Working control is a term used to refer to a situation in which someone owns or controls enough of a company's stock to determine company policies. There are several ways in which this can be achieved. People with this level of control can become a powerful force when it comes to shaping the policy and future direction of a company, and they are often people of interest as a result. Their votes and activities may be closely noted by people who are interested in knowing where a company is headed.
One way to get working control is to directly own 51% or more of a company's stock. Not uncommonly, when companies first go public, the owners retain working control. This is done to access funding without compromising the direction and values of the country by surrendering enough stock that someone else could theoretically gain control. Over time, this shareholder or shareholder group may sell their stock and give up their control.
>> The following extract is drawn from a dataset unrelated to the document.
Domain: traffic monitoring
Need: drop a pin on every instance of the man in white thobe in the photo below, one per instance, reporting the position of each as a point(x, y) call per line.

It is also possible for a minority shareholder to have what is known as effective control. In effective control, although the shareholder does not have 51% of the company's stock, the company's shares are so widely distributed that a minority shareholder can effectively control the company. In addition, minority shareholders can cooperate to gain effective control, a tactic which is sometimes used when shareholders grow disgruntled with company policies.
There are cases in which effective control alliances can be highly useful. Members of such an alliance may make a permanent or temporary agreement, depending on the situation and the circumstances. Sometimes outside groups lobby shareholders to consider grouping together to gain effective control for the purpose of publicizing a cause. For example, an animal welfare organization might lean on shareholders in a chicken processing plant to press for a vote to pass humane treatment standards. Using techniques like this, small groups can sometimes make their voices heard by big companies.
In some settings, rival companies may utilize working control to their advantage. For example, a company could quietly buy up stock to achieve effective control, and then force a merger or sale which will be in its interest. For this reason, companies try to be cautious about stock sales, and want to avoid the consolidation of power with a rival company. Once a company gains working control of another company, there may not be anything the company can do.